Estimation as betting

7 minute read

Published:

Estimation as betting

I’ve been really enjoying the lecture series “A Martingale Theory of Evidence” by Aaditya Ramdas. Part 2 of the series was particularly eye-opening to me. He estimates the mean of a bounded random variable under a betting framework and demonstrates that estimation is essentially testing, which can be viewed as betting.

In this blog post, I will walk through his example of estimating the mean of a bounded random variable with betting. We can construct anytime-valid confidence sets, or confidence sequences, for the mean by testing the null hypothesis associated with every candidate mean. We will then derive the betting strategy for a different parameter, the M-estimator. I hope you can take away some intuition for designing betting strategies given a target parameter of interest.

Expressing probabilities in the language of betting and gambling has a long history. Ville’s 1939 thesis first connected measure-theoretic probability with betting. In fact, he put martingales on the map of probability theory in terms of betting strategies. See Appendix Section F of Waudby-Smith and Ramdas 2024 for a historical overview of betting and its applications.

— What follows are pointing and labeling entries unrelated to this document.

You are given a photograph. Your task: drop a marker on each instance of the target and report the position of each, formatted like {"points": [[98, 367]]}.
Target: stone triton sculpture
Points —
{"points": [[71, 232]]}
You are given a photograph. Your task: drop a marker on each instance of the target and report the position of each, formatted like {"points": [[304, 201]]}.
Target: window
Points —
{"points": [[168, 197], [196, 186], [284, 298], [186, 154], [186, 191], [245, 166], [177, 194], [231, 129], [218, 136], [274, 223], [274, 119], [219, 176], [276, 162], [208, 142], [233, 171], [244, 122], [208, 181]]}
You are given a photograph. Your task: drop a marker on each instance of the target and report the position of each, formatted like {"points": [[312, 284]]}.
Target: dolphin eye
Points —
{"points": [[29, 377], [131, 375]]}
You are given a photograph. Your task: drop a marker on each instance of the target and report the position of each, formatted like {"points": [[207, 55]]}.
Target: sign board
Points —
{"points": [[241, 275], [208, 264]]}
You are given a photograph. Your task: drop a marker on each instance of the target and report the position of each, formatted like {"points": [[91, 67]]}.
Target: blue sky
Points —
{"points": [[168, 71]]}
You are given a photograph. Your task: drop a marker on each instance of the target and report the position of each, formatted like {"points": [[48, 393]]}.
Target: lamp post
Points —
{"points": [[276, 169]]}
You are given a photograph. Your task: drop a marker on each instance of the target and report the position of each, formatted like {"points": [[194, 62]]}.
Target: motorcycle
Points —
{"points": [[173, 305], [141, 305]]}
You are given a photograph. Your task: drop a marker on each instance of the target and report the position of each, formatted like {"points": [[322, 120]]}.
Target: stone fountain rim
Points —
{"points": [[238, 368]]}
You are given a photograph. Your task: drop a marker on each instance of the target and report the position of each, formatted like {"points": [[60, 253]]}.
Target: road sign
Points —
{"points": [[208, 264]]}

Estimating the mean of a bounded random variable with betting

\(K_0^{(m)} = 1\) is the initial capital. For each \(t\), we place the bet

\[ \lambda_t^{(m)} \in [-1/(1-m), 1/m], \]

and reveal incoming data \(x_t\).

The capital evolves as \(K_t^{(m)} = K_{t-1}^{(m)} \left( 1 + \lambda_t^{(m)} (x_t - m) \right)\).

Rescale (allowed b/c RV is bounded) so that \(m\) lies in \([0, 1]\). The confidence sequence for the true mean \(\mu\) is then

\[ C_t \equiv \{m \in [0, 1]: \prod_{i=1}^t (1 + \lambda_i (X_i - m)) < 1/\alpha \} = \{m \in [0, 1]: K_t^{(m)} < 1/\alpha \}. \tag{1} \]

This can be evaluated on a grid of \(m\).

Where did this confidence sequence come from?

Intuitively, for each candidate mean \(m \in [0, 1]\), we are testing the null \(H_0^{(m)}: \mathbb{E}_P[X_i\mid X_{1:i-1}] = m\).

We claim that \(C_t\) is a confidence sequence for \(\mu\). That is,

\[ \sup_{P \in \mathcal{P}^\mu} P\left(\exists t \in \mathbb{N}: \mu \notin C_t \right) \leq \alpha, \]

which conversely states that \(C_t\) contains \(\mu\) with high probability.

To prove this, let’s think about a special game that’s indexed by the true mean \(\mu\), which is \(K_t^{(\mu)}\). We can see that \(K_t^{(\mu)}\) is a non-negative martingale with initial value 1, the so-called “test martingale.”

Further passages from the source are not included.